Viewers are warned early and often that The Last Knight has been assembled to express a specific vision. It is not an easily digestible Summer product. Even for a Michael Bay film Last Knight is aggressive and inflexible, chewing up hundreds of millions of dollars so the director can scratch his various itches. Like Batman v Superman: Dawn of Justice and King Arthur: Legend of the Sword before it, The Last Knight holds up John Boorman's Excalibur as a primal filmmaking text. Ever the obsessive, Bay zeroes in on the details, littering the battlefield with the swords that assailed Gabriel Byrne's Uther Pendragon and replicating Terry English's chromed plate armour on a massive, techno-organic scale.

Although The Last Knight lacks Excalibur's mythic sweep, God-King Optimus Prime notwithstanding, Bay's film does attempt to replicate the elliptical storytelling of Boorman, a model in which image and feeling trump structure and order. Boorman's compression came from a desire to fit a storied King's entire lifetime into 140 minutes of film. Bay's truncation is different, more about removing any peak on the film's carefully calibrated emotional chart that isn't total, screaming noise.

The Last Knight then allows us an insight into how Bay chooses to interpret the screenplays he's assigned. An undercooked example like Bad Boys urged the director to lean heavily on his cast, using them to create skits that conveyed critical plot details in a package that, if not organic, at least had a fair opportunity to be entertaining. The career that has followed that film is indicative of a talent not completely sold on writing as anything other than a blueprint used to string together disparate, fantastical situations.
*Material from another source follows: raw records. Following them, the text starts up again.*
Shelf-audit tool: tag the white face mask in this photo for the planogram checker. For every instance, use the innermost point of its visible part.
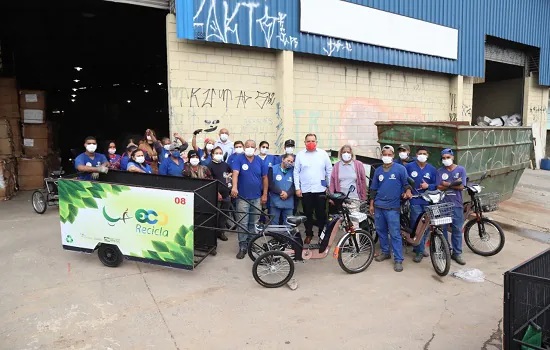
(422, 158)
(346, 157)
(249, 152)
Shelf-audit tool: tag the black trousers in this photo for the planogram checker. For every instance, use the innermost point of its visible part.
(315, 202)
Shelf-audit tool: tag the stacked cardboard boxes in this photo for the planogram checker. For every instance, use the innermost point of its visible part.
(10, 137)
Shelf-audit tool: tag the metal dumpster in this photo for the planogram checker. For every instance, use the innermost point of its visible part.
(504, 152)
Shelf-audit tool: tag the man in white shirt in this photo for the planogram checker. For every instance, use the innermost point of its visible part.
(312, 169)
(224, 143)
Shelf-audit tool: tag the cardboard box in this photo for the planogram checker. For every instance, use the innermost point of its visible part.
(32, 99)
(32, 116)
(7, 178)
(31, 173)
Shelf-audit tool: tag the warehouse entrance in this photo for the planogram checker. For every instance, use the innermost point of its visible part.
(102, 66)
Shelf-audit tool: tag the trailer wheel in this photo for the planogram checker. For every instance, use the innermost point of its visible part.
(110, 255)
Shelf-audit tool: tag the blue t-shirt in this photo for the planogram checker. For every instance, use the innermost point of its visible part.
(169, 167)
(84, 159)
(250, 176)
(269, 161)
(389, 186)
(449, 176)
(124, 162)
(144, 167)
(419, 175)
(205, 160)
(285, 182)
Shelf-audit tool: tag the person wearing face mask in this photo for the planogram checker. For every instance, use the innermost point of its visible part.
(90, 163)
(289, 149)
(114, 159)
(149, 152)
(237, 151)
(137, 163)
(404, 157)
(449, 173)
(193, 169)
(389, 184)
(349, 172)
(312, 172)
(173, 165)
(225, 144)
(281, 189)
(424, 176)
(250, 184)
(127, 156)
(221, 171)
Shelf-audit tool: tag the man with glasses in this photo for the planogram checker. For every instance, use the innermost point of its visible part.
(312, 169)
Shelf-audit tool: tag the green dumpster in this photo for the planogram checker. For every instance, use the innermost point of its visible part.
(503, 152)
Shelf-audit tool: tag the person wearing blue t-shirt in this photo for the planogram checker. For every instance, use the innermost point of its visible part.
(424, 175)
(137, 163)
(387, 187)
(281, 189)
(250, 184)
(89, 163)
(173, 165)
(404, 154)
(445, 176)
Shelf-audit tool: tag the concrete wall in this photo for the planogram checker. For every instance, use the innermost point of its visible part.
(498, 98)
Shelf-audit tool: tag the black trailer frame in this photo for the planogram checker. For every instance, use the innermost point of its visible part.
(527, 301)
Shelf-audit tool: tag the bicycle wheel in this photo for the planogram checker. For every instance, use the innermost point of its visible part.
(39, 203)
(262, 243)
(355, 251)
(486, 238)
(368, 225)
(440, 253)
(274, 264)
Armageddon and Pearl Harbor stand as garbled attempts to ground the director's bombastic leanings in human stories about amateurs under stress. Bay fails to draw out any finer details in these situations because he either doesn't believe the moments or simply cannot relate to them. The Last Knight is, at a conceptual level, a committee crafted jump-off designed to dangle threads and hit specific, audience friendly targets. Bay has been handed a piece wringing with a particular kind of arrogance, it's a franchise maker. Bay may be on his fifth Transformers film but the director has never been asked to do anything as vulgar as consider continuity.

Each Transformers film has been an iterative example of what a live action interpretation of the 80s toyline could be. Love interests and even protagonists have come and gone; doomsday scenarios are replayed and reconfigured; the Transformers themselves die and are resurrected over and over again with zero regard for where the previous films left them. The Last Knight places a marker and, barring another entry that dispense with the concepts presented here, asks that further sequels proceed from a point where the Earth is slowly mutating into Unicron, the world-eating machine from Nelson Shin's The Transformers: The Movie, while Optimus Prime battles a malevolent robotic Gaia.

With very little need to spin wheels, Bay delivers a film that moves at two hundred miles an hour. Aiding and abetting this rampage is Sir Anthony Hopkins, the actor brimming with the kind of unfiltered glee he brought to the later, trashier Hannibal Lecter films. In Hopkins Bay has a collaborator genuinely capable of plugging one of the director's most obvious leaks. Hopkins can deliver stilted, stuttering exposition as a lark, turning the kind of heavy lifting usually reserved for a bug-eyed John Turturro into something that actually moves.

The winding, circuitous logic of Hopkins' info dumps are adrenalised by a companion action sequence that sees super-charged sports cars attacking London's landmarks and side-roads. The set-piece focuses on tourist destinations and the old city arteries that connect them. Bay forcing a McLaren 570GT down cramped, atypical alleyways manages to evoke the brief, busy thrill of Claude Lelouch's C'était un rendez-vous if not that piece's sustained, death-defying intensity. The image of gleaming, finely-tuned automobiles struggling along cobbled streets could even be read as the director using the absurdity of the film's unceasing momentum as a literal, self-referential component. Michael Bay has been allotted several finely packaged ideas and they're going down your throat whether you like it or not.